ECDSA key fingerprint is 12:52:c7:9b:4c:93:b8:8b:db:3f:f1:1f:19:70:fd:ab.
Are you sure you want to continue connecting (yes/no)? yes
Warning: Permanently added 'ci.thomastoye.be,104.167.114.170' (ECDSA) to the list of known hosts.
Welcome to Ubuntu 14.04.2 LTS (GNU/Linux 3.13.0-32-generic x86_64)
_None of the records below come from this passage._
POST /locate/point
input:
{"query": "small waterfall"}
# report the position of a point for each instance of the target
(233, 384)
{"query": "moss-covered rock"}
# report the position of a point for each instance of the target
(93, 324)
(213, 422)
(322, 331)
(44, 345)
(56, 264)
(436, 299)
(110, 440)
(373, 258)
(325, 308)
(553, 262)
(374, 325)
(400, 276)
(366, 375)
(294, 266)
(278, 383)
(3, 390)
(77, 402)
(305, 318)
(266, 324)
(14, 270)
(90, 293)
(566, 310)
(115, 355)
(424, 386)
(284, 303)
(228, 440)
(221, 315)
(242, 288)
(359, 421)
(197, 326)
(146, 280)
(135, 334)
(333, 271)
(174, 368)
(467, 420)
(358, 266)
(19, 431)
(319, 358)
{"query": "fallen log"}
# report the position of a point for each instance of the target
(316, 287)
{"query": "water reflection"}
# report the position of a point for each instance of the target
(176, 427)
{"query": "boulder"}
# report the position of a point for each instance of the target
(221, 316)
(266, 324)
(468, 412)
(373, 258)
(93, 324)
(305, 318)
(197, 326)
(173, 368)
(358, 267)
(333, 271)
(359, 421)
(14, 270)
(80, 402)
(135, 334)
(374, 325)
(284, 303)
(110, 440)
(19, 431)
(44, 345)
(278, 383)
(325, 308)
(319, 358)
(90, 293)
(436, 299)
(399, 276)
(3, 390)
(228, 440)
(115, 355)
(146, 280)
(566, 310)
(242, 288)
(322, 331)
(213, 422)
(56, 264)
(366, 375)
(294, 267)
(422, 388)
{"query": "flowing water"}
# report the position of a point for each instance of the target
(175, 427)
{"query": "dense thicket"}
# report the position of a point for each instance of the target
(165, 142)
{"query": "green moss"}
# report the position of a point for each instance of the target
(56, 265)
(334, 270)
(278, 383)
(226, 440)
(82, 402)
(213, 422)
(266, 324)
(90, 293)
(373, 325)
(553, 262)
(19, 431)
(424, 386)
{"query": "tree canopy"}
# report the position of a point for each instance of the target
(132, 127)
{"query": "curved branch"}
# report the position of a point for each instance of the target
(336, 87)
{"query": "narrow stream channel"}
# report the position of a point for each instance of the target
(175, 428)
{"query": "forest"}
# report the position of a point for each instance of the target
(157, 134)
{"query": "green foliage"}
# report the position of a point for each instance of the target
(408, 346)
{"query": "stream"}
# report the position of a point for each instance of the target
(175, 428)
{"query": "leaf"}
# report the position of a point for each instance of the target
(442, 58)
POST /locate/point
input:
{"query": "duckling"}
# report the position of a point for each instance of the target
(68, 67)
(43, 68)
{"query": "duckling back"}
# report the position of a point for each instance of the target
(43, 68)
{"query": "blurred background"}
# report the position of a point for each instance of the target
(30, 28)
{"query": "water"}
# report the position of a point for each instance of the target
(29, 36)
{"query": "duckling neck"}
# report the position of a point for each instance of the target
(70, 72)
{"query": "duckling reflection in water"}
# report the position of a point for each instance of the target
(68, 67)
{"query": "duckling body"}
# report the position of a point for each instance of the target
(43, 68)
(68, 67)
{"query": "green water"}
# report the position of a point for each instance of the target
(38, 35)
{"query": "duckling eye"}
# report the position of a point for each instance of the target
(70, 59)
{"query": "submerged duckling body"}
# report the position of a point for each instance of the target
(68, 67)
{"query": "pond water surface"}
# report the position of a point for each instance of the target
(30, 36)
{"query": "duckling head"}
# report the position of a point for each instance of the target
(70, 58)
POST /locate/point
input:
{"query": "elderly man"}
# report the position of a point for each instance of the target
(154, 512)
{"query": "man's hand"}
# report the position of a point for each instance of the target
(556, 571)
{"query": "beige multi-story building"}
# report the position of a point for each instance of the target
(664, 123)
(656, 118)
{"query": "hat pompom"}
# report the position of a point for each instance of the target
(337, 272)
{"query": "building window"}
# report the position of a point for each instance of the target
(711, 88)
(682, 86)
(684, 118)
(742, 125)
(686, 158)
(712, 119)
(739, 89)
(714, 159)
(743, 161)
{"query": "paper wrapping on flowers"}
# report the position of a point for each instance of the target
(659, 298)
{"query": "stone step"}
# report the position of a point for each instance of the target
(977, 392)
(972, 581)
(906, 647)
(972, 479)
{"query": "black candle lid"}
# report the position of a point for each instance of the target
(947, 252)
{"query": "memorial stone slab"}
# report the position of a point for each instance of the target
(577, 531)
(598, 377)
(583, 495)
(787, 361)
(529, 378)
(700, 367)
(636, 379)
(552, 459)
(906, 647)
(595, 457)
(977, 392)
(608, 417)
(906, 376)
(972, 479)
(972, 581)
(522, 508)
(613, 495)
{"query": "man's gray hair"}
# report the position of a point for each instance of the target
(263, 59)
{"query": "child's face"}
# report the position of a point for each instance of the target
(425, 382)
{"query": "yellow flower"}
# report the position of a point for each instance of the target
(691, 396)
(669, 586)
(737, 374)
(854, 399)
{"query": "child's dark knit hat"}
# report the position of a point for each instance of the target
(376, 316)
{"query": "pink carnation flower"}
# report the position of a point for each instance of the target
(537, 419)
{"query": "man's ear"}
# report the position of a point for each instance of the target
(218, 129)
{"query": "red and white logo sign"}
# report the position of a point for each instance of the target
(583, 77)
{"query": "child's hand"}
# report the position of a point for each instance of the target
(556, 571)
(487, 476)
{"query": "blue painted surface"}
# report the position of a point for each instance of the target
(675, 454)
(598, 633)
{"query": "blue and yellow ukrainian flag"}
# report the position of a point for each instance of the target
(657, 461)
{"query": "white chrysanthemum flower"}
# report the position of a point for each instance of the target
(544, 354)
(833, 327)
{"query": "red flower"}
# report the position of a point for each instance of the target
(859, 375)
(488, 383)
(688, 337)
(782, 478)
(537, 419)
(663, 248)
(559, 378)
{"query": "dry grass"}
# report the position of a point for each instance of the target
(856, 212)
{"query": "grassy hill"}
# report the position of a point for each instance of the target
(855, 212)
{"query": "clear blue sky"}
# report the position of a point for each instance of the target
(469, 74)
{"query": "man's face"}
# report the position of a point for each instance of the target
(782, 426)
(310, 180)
 * Documentation:  https://help.ubuntu.com/
  System information as of Tue Mar 31 11:06:30 EDT 2015
  System load:  0.2               Processes:           99
  Usage of /:   4.4% of 37.27GB   Users logged in:     0
  Memory usage: 3%                IP address for eth0: 104.167.114.170
  Swap usage:   0%
  Graph this data and manage this system at:
    https://landscape.canonical.com/
Last login: Tue Mar 31 11:06:30 2015 from ***
thomas@ci$

That’s it. From fresh Linux box to safer, up-to-date and customized Linux box.